The combined dataset was split into training and testing sets to evaluate the model’s performance. Features were standardized using a StandardScaler to ensure that all features contributed equally to the model. An SVM classifier with a linear kernel was trained on the training data.
After training, predictions were made on the test set, and the classifier’s performance was evaluated using the following classification report and confusion matrix:
| Class | Precision | Recall | F1-Score | Support |
|---|---|---|---|---|
| 0 | 1.00 | 1.00 | 1.00 | 7 |
| 1 | 1.00 | 1.00 | 1.00 | 7 |
| Accuracy | 1.00 | 14 | ||
| Macro Avg | 1.00 | 1.00 | 1.00 | 14 |
| Weighted Avg | 1.00 | 1.00 | 1.00 | 14 |
Classification Report
The classification report shows very good precision, recall, and F1-score for both classes, indicating that the model correctly identified all instances of “Leak” and “No Leak” in the test set. This demonstrates that the model is highly accurate and performs well on the dataset.
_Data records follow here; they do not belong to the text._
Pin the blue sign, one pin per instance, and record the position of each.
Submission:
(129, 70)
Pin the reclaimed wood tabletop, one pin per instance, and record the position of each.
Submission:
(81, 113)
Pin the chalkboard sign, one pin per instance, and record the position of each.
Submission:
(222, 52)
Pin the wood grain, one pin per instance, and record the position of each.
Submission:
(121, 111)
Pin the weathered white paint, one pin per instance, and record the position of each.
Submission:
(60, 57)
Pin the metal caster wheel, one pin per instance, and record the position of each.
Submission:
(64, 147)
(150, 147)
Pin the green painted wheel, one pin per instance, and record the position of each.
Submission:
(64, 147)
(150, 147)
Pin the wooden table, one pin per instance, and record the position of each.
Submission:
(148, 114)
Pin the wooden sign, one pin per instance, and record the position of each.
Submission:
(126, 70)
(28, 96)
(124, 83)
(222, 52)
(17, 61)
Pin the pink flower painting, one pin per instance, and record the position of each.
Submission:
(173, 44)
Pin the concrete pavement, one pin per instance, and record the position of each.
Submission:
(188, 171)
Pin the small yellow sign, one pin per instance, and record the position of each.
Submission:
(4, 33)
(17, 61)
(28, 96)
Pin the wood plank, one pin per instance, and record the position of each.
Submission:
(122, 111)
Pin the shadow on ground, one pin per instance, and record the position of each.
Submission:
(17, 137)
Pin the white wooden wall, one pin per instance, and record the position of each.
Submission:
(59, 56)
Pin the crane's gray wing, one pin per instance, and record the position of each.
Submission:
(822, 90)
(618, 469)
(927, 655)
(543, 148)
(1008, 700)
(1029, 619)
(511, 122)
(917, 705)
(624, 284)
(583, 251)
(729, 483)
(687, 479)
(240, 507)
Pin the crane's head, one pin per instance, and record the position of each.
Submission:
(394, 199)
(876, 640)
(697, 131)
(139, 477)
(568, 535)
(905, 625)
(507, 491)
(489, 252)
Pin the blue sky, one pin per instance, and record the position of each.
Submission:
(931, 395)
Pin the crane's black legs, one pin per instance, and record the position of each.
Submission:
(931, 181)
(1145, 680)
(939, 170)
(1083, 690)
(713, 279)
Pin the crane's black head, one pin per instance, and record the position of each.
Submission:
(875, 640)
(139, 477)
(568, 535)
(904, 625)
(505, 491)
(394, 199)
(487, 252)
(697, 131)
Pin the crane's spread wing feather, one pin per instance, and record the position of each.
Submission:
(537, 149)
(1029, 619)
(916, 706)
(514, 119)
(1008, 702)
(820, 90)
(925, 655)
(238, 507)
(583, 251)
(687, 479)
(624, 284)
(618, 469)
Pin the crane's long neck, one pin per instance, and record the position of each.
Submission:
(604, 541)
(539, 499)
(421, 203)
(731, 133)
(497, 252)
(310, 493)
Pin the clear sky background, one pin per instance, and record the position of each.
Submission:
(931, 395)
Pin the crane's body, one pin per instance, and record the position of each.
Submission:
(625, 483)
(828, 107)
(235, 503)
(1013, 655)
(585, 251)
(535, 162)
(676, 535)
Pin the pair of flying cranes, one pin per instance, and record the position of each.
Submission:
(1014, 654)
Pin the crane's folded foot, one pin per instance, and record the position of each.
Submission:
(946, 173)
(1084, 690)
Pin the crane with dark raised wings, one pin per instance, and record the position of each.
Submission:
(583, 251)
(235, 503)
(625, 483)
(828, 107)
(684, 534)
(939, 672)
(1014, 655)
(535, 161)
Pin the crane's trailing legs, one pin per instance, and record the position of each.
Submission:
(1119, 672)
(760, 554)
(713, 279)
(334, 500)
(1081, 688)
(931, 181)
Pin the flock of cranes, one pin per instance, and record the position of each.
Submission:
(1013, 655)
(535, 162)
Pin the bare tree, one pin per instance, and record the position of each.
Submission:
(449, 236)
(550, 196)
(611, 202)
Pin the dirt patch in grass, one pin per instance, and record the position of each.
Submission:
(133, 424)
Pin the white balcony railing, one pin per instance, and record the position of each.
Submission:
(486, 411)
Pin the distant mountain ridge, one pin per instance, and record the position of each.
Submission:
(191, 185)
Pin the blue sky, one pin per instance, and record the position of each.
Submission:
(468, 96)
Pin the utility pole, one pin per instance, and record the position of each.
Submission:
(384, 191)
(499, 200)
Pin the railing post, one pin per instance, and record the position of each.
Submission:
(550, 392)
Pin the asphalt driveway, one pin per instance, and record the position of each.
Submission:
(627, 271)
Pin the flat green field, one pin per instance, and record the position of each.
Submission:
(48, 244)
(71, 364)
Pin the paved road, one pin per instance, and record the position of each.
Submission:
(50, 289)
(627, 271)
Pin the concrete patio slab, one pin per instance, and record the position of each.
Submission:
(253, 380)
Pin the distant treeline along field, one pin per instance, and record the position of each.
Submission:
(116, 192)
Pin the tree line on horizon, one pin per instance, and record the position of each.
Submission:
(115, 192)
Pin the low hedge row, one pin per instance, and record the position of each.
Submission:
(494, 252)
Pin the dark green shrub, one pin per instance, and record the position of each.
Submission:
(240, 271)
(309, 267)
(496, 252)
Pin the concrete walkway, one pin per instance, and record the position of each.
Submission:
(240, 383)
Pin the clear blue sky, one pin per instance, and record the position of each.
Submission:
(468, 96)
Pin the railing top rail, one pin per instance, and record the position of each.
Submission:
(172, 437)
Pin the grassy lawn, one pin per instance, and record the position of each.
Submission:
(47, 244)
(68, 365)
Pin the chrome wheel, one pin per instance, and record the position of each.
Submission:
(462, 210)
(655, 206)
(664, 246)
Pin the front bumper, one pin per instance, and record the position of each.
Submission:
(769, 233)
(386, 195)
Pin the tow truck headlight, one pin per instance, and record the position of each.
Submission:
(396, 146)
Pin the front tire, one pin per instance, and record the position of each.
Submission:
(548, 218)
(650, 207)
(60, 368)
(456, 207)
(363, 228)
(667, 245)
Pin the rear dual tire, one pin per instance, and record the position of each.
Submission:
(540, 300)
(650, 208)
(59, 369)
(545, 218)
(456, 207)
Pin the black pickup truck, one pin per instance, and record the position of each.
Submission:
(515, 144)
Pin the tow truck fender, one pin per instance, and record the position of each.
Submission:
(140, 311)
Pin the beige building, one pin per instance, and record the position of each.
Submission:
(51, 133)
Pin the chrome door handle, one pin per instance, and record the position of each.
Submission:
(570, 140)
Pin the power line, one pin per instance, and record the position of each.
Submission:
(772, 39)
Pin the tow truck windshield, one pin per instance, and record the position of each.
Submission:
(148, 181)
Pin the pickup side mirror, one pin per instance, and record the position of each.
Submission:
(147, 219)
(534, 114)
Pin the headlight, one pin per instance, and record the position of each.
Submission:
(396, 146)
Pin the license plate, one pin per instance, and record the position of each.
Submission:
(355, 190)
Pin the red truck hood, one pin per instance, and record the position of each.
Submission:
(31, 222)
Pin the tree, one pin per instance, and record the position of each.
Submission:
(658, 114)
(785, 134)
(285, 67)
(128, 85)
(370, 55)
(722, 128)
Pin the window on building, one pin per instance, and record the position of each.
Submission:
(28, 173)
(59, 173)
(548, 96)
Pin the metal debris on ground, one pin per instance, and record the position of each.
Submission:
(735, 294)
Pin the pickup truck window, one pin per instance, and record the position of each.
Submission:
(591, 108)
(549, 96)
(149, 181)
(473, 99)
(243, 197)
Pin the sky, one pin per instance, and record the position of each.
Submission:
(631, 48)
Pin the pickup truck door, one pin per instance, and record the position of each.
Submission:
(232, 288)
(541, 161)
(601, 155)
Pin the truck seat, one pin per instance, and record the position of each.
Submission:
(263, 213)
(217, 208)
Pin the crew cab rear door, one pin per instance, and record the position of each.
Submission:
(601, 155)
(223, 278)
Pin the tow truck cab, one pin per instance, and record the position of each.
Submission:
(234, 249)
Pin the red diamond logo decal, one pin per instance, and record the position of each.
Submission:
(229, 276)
Confusion Matrix of the Trained SVM Model
Testing the Model
Left: Testing Script | Right: Audacity with Leak Audio
The model performs very well; it detects leaks even with very low amplitudes.
Analytical Part
This course was a very valuable and enjoyable experience. From the start the content was well-organized and made the complex topics easy to understand, I found the practical labs on Jupyter Notebooks very interesting, well-structured and this helkped me quickly learn new concepts. Learning how to optimize AI models to run on microcontrollers was particularly useful because we wanted to implement the same edge machine learning principles to our water leak detection inovative project. The only small regret is that we didn’t had the time to integrate and test the pruned/compressed model onto the development board during the labs. However, I plan to try it on my own as I have AI development board (Luckfox Pico Mini) from previous projects.
Overall, this course was very valuable. It gave me new skills, new interests, and the keys to apply machine learning techniques to personnal projects. I will keep learning and working on more projects in this field in the future.